Friday, August 23, 2013

Advanced Topic: Fully Automated Linear Regression


In this Advanced Topic post, I discuss how you can both create data and run a statistical analysis all from within a single Myrtle script.  Teachers and course instructors may wish to do something like this when coming up with a class example for their lectures or even for generating problems and answer keys for their quizzes or exams.

Note: Requires Myrtle Version >= 1.8.13

Our goal will be to create a synthetic data set containing two variables that are linearly related according to the equation Y = 1.3 + 2*X, but also contaminated by random measurement error. We will want to not only generate the data, but also run a statistical analysis of the data.

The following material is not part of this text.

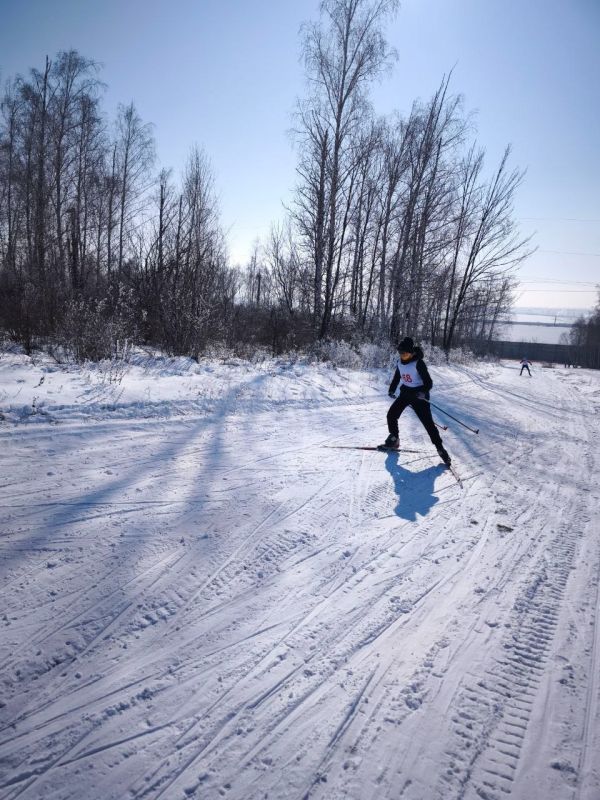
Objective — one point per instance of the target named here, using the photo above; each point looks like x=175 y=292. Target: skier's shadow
x=414 y=489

Create a new blank procedure by clicking the new procedure button ("Create a new procedure.") on Myrtle's procedure toolbar -- it looks like a blank sheet of paper.

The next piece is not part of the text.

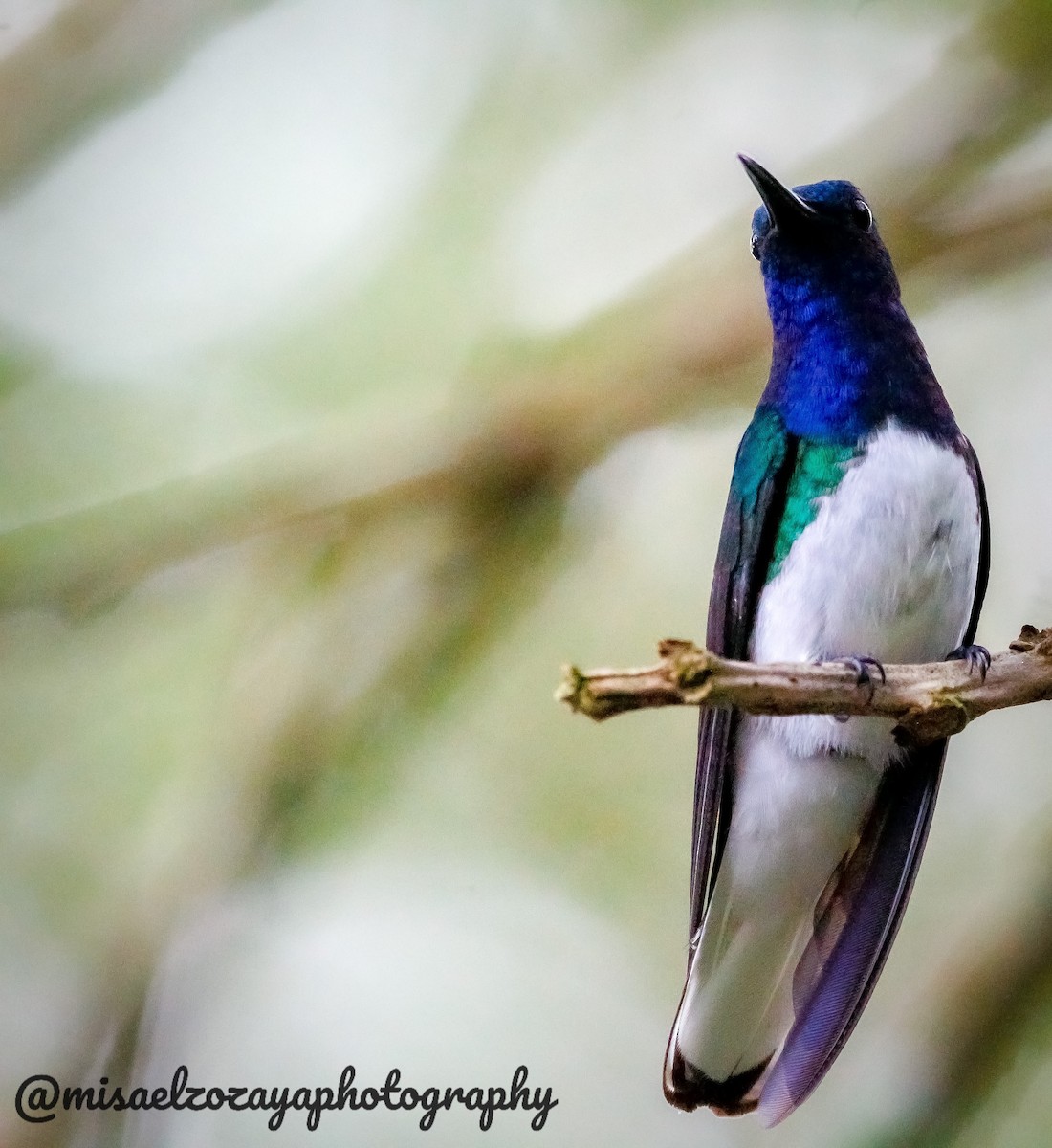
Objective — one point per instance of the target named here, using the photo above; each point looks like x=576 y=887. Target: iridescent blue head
x=845 y=355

Next, right-click on the new procedure (Untitled) you just created and select Rename...  Rename the procedure to something more informative than Untitled like "AutoRegression" as shown in the above image.

Next, edit the procedure by double clicking on it as shown below.


Let's begin writing our script.  You will need to copy and paste (e.g. Ctrl+c and Ctrl+v) or simply type directly into the script editor the lines shown in red below.  First, we need to let the compiler know about some of the packages we will be using with a few import statements.

import com.mockturtlesolutions.snifflib.datatypes.DblMatrix;
import com.mockturtlesolutions.snifflib.stats.NormalDistribution;



Then, we create some linear data in order to mimic real data.  We'll assume for now that our data set has N = 10 observations.  The underlying linear relationship is Y = 1.3 + 2*X.  But, in order to add some realism to this "real" data, we will also perturb the Y-values with deviates from a normal distribution. We utilize DblMatrix class methods plus and times.

normdist = new NormalDistribution();
X = DblMatrix.span(0,10,10);
Y = X.times(2).plus(1.3);
deviates = normdist.random(X.getN());
Y = Y.plus(deviates);

Next, we will paste these "real" data into the current spreadsheet.
ParentPanel.pasteDblMatrixAt(X,0,0);
ParentPanel.pasteDblMatrixAt(Y,0,1);
Realize that when this script actually runs, the Myrtle function  pasteDblMatrixAt() will be pasting the X data into the first column (JAVA indices start at 0) at the first row.  Then, we assign some bookmarks to those spreadsheet data ranges.
ParentPanel.addBookmark("Xdata","Sheet1!A1:A10",true);
ParentPanel.addBookmark("Ydata","Sheet1!B1:B10",true);
Lastly, we load and run Myrtle's standard linear regression script on these data.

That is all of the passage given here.